Il fenomeno della povertà assoluta
Accanto alle famiglie a rischio di povertà si collocano poi larghi strati del tessuto sociale che versano in condizioni di povertà assoluta, ossia di emarginazione ed esclusione sociale, fino a forme di accattonaggio e di degrado lesive della dignità della persona. L'esigenza di evitare forme di esclusione e di marginalità sociale per i soggetti più bisognosi è alla base dell'istituto del Reddito Minimo di Inserimento (introdotto, come si è visto, con una breve e limitata sperimentazione successivamente interrotta). Il citato istituto pone, tuttavia, questioni di natura giuridica (relativamente alla configurazione di un diritto soggettivo in capo al percettore), amministrativa (in ordine alle procedure di riconoscimento e controllo), finanziaria (per l'entità delle risorse necessarie) e di efficacia (in relazione all'effettivo reinserimento nel mondo del lavoro del beneficiario).
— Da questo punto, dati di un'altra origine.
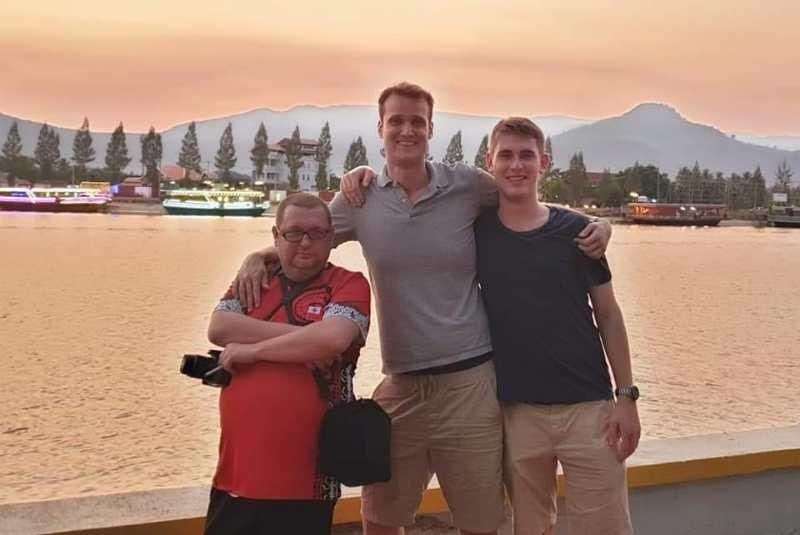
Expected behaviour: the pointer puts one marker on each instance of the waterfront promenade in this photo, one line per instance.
(744, 483)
La crescita dei costi di beni e servizi
La sensazione di impoverimento e di sofferenza percepita dalle famiglie è, in parte, dovuta anche al progressivo incremento dei costi dei beni, dei servizi e delle prestazioni, un tema che risulta fortemente ancorato all'efficacia degli interventi di liberalizzazione e di promozione della concorrenza nei diversi settori dell'economia e ad un miglioramento complessivo del sistema di rilevazione e controllo delle dinamiche dei prezzi. L'importanza di tale fattore sull'evoluzione della situazione socio-economica del Paese è testimoniato dalla crescente diffusione negli ultimi anni del fenomeno dell'acquisto di prodotti a basso costo, che si è caratterizzato come uno strumento di autotutela della capacità d'acquisto delle famiglie oltre che come una strategia imprenditoriale.
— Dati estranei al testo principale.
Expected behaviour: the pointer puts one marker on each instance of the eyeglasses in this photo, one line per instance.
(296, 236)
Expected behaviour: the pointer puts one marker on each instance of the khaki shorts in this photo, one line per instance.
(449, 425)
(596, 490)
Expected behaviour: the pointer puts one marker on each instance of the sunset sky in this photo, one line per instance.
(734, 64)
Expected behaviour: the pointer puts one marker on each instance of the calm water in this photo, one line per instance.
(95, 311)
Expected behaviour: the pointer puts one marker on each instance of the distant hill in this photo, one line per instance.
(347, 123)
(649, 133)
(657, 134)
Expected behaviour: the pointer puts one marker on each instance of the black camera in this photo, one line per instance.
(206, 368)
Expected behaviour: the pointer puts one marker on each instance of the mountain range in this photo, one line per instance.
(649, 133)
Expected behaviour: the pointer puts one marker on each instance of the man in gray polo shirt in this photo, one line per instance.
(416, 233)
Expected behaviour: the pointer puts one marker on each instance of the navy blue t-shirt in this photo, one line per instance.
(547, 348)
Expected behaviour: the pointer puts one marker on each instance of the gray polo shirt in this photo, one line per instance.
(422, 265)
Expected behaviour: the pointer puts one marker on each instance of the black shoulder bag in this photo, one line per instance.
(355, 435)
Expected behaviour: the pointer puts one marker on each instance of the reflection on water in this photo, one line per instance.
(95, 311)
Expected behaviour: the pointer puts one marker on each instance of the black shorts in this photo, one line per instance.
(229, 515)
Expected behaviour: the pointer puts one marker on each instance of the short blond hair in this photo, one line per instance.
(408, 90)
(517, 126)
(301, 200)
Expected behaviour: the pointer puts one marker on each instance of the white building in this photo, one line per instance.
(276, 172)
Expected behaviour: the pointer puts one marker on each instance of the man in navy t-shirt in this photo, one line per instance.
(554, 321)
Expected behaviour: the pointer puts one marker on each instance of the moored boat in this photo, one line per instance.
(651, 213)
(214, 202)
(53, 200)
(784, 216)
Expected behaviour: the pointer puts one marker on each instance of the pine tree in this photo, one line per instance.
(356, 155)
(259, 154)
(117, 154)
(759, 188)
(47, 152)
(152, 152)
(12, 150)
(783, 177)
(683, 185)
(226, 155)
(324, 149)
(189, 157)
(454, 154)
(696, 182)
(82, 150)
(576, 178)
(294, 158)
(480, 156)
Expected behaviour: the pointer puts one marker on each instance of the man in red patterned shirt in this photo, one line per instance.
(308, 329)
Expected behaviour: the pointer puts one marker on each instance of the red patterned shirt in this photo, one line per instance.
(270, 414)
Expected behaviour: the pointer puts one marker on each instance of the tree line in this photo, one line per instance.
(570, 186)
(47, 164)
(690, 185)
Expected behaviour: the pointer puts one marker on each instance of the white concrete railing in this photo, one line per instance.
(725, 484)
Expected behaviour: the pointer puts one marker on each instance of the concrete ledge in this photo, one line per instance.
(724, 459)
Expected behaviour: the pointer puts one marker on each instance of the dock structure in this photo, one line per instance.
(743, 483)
Si aggrava l’indebitamento delle famiglie
L'emergenza determinata dal rischio povertà è connessa, oltre che alle problematiche derivanti dall'incremento dei costi, anche ad un altro fenomeno di attualità, già citato, vale a dire il sovraindebitamento delle famiglie italiane, ossia l'incapacità di fronteggiare gli oneri finanziari assunti.
Le cause che conducono al sovraindebitamento, fenomeno molto diffuso anche in altre realtà europee, sono legate ad una pluralità di fattori, tra i quali ricoprono un ruolo decisivo l'andamento dell'economia generale, l'innalzamento dei tassi di interesse, l'incremento della pressione fiscale e dell'inflazione, la perdita del posto di lavoro, l'insorgere di gravi malattie.
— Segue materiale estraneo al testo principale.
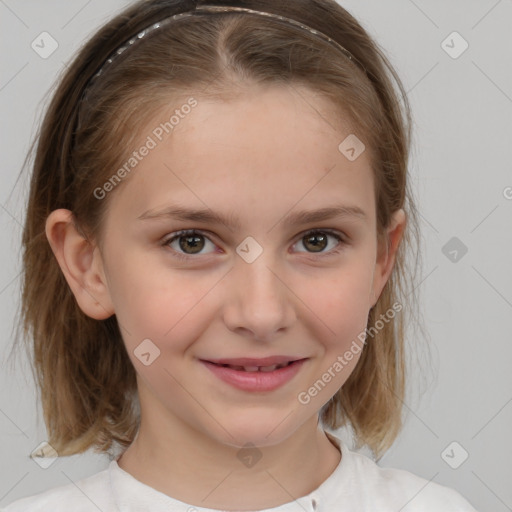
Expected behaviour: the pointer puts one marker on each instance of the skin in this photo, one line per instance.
(263, 155)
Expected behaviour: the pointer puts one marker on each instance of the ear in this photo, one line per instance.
(81, 264)
(386, 252)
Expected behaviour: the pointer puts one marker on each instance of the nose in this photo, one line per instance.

Accesso sempre più frequente alle varie forme di credito
Le famiglie, tra l'altro, hanno evidenziato, negli ultimi anni, una tendenza a ricorrere massicciamente al credito al consumo, non solo per singoli acquisti di beni e servizi, ma anche per assicurarsi il mantenimento di uno standard di vita costante a fronte della crescente erosione delle risorse disponibili. Secondo i dati contenuti nella Relazione annuale 2005 della Banca d'Italia, i prestiti bancari hanno raggiunto nel 2005 la soglia di 68 miliardi di euro, con un incremento del 20 per cento rispetto all'anno precedente. Analoghi effetti sono stati realizzati con il ricorso ad altre forme di accesso al credito o ad altri strumenti finanziari, quali le carte revolving e la cessione del quinto dello stipendio.

Difficoltà per l’aumento dei prezzi delle case
Non va trascurato, inoltre, che una componente rilevante del sovraindebitamento delle famiglie è rappresentato dagli oneri connessi alla contrazione di mutui per l'acquisto dell'abitazione, a seguito della crescita esponenziale dei prezzi nel mercato immobiliare, soprattutto con riferimento alle città e ai grandi agglomerati urbani (cui si riconnette la cosiddetta emergenza abitativa).
Le conseguenze del sovraindebitamento risultano preoccupanti sia per il generale depauperamento delle risorse a disposizione delle famiglie sia per la possibilità che la famiglia sovraindebitata e non adeguatamente assistita possa incorrere verso la piaga dell'usura.
 (…)

Note
(84) Cfr., tra le altre, la segnalazione dell'Associazione nazionale famiglie numerose nell'audizione dell'8 novembre 2006
(85) Dati ISTAT - Audizione del 20 settembre 2006
(86) Dati Istat - Audizione del 20 settembre 2006
(87) Cifr. OTE, Osservatorio terza età, Ageing society, «Gli anziani e il disagio economico», in Rapporto nazionale 2006 sulla condizione ed il pensiero degli anziani.
(88) Dati della Fondazione Ermanno Gorrieri per gli studi sociali - Audizione dell' 8 febbraio 2007.